Wednesday, February 15, 2006

More on the Misquote
Thanks to Bene Diction Blogs On for getting us all on board with more correct information about that web site of St. James UCC in Pennsylvania. It seems it wasn't a hack but an honest mistake taken out of scriptural context. It's been corrected now and many of us are left with some egg on our faces. As Kevin at Church Marketing Sucks put it:

But beyond the whole hacker sidestory, the pastor of St. James UCC pointed out to me that this all could have been avoided if the original blogger who noticed the wrong quote had just let them know instead of broadcasting to the world. He compared it to seeing pie on a friend's face and telling the whole room before you tell your friend. Sometimes we'd rather point and laugh than actually help somebody fix something.

And we're all guilty of that. So my apologies to St. James UCC. Church marketing often sucks, but that doesn't mean we should just stand around and laugh.
To that I add my apologies as well. Mea culpa.

An Insight
Yet the flap over the misquoted quote caused me to do some other thinking and reflecting. The quote was:
Therefore, if You will worship before me, all will be Yours. (Luke 4:7; NKJV)
Sounded good until you realized that the quote was from Satan's temptation of Jesus. In fact it sounded so good I woke up thinking about it the other day. It was then that I realized why it sounded so good.

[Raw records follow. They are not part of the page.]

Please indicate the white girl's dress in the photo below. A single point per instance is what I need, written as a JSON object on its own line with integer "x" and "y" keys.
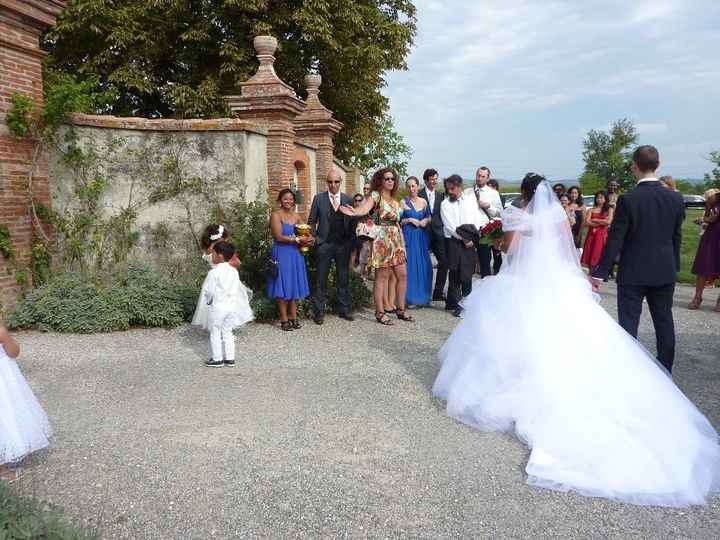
{"x": 24, "y": 426}
{"x": 603, "y": 420}
{"x": 243, "y": 311}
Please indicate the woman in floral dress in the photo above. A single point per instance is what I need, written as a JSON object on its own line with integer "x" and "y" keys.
{"x": 388, "y": 248}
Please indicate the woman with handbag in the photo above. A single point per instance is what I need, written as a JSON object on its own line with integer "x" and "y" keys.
{"x": 388, "y": 245}
{"x": 287, "y": 274}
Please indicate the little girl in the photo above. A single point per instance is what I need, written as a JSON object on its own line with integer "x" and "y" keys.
{"x": 24, "y": 427}
{"x": 212, "y": 235}
{"x": 223, "y": 291}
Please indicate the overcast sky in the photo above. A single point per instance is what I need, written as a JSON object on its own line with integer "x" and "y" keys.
{"x": 516, "y": 85}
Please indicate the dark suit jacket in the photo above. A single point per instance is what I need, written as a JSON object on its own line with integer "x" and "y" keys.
{"x": 646, "y": 231}
{"x": 435, "y": 221}
{"x": 319, "y": 218}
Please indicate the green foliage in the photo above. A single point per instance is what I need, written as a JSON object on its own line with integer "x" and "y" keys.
{"x": 607, "y": 155}
{"x": 712, "y": 179}
{"x": 387, "y": 149}
{"x": 177, "y": 58}
{"x": 28, "y": 518}
{"x": 19, "y": 118}
{"x": 82, "y": 303}
{"x": 6, "y": 248}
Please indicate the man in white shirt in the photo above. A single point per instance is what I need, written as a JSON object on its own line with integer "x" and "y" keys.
{"x": 490, "y": 206}
{"x": 457, "y": 210}
{"x": 437, "y": 236}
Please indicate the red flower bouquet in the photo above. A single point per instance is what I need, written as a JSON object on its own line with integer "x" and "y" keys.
{"x": 491, "y": 231}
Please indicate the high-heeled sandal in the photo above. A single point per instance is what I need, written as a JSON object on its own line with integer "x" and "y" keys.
{"x": 286, "y": 326}
{"x": 382, "y": 318}
{"x": 404, "y": 316}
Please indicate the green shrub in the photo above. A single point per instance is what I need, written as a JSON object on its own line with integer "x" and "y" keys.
{"x": 78, "y": 303}
{"x": 28, "y": 518}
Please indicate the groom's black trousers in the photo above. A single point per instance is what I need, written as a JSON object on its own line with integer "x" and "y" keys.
{"x": 461, "y": 266}
{"x": 630, "y": 298}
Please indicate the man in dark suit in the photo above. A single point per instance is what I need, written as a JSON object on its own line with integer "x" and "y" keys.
{"x": 437, "y": 235}
{"x": 333, "y": 242}
{"x": 646, "y": 232}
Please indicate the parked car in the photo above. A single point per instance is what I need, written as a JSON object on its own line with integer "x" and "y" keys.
{"x": 694, "y": 201}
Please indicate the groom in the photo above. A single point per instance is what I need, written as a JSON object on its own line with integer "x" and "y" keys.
{"x": 646, "y": 233}
{"x": 333, "y": 242}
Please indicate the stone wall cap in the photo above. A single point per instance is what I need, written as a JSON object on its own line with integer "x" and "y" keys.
{"x": 164, "y": 124}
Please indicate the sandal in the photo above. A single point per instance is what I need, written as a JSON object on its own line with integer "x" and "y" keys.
{"x": 382, "y": 318}
{"x": 286, "y": 326}
{"x": 404, "y": 316}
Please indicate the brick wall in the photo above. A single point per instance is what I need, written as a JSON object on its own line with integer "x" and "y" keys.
{"x": 21, "y": 22}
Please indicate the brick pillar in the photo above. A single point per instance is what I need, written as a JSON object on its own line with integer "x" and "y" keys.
{"x": 316, "y": 126}
{"x": 271, "y": 103}
{"x": 21, "y": 23}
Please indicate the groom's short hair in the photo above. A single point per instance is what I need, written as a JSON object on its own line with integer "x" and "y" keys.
{"x": 646, "y": 158}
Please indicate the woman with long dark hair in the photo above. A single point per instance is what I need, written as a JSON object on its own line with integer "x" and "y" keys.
{"x": 388, "y": 248}
{"x": 597, "y": 219}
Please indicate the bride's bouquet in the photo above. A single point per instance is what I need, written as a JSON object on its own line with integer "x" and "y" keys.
{"x": 491, "y": 232}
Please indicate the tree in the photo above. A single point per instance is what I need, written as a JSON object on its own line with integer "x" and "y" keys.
{"x": 387, "y": 149}
{"x": 607, "y": 155}
{"x": 174, "y": 58}
{"x": 712, "y": 179}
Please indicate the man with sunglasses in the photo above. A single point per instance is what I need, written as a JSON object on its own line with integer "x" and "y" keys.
{"x": 333, "y": 232}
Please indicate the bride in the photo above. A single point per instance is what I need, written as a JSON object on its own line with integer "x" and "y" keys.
{"x": 605, "y": 422}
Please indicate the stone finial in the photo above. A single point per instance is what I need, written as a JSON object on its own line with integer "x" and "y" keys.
{"x": 265, "y": 82}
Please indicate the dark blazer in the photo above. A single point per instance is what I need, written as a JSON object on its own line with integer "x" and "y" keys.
{"x": 319, "y": 218}
{"x": 646, "y": 232}
{"x": 435, "y": 221}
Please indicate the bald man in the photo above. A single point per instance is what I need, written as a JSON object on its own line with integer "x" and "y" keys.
{"x": 333, "y": 232}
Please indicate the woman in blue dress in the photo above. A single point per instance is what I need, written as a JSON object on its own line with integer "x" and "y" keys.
{"x": 415, "y": 219}
{"x": 290, "y": 283}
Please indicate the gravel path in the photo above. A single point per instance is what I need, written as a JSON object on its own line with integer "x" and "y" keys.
{"x": 326, "y": 432}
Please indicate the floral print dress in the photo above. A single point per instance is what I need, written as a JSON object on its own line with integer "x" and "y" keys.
{"x": 388, "y": 247}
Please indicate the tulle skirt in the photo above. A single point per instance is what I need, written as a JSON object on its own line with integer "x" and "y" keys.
{"x": 600, "y": 416}
{"x": 24, "y": 426}
{"x": 243, "y": 313}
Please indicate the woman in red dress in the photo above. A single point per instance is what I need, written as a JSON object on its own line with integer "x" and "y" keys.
{"x": 597, "y": 219}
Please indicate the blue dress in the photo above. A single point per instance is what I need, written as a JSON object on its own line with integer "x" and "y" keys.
{"x": 291, "y": 282}
{"x": 419, "y": 267}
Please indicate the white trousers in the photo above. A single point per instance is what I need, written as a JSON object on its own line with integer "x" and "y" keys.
{"x": 221, "y": 326}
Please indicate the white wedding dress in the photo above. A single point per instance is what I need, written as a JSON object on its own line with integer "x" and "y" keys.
{"x": 536, "y": 354}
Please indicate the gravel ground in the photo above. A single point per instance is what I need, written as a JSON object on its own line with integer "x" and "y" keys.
{"x": 324, "y": 432}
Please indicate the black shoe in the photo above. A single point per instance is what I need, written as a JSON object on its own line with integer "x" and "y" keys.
{"x": 214, "y": 363}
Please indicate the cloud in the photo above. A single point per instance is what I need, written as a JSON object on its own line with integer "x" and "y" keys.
{"x": 520, "y": 67}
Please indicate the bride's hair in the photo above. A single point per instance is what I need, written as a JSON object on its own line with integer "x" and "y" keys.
{"x": 529, "y": 185}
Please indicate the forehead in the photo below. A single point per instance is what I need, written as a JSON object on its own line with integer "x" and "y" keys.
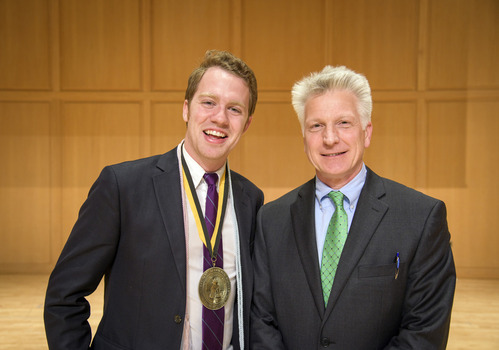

It is the message of a portion of the church. It is the promise of the prosperity Gospel. It is the topic of more sermons and essays and books than we can even begin to imagine. It sounds so good and great and promising coming from the mouths of preachers who guarantee that God wants us to be happy and wealthy. It sounds so good and great when made as the result of following and worshipping this God in heaven. All will be yours. You will have all you need. God will always give you more and more to overflowing.

But one look at history, the lives of the saints and martyrs, the times of persecution, the incredible joy that people have found in God without ever getting the mansion on the hill or the Swiss bank account- ONE LOOK- and you will know that the words and promises of such prosperity, no matter who preaches them, sound more like Satan than Jesus.

Yes that last paragraph was strong. I meant it to be. We fall prey so easily to the prosperity-promising gospel. People send their life savings to preachers who are no better than the Nigerian inheritance spammers. But because it is "for God" it sounds better.

But it isn't better or right or even Christian. It is misuse and abuse of the word of God and the people who come trusting that the church won't rip them off.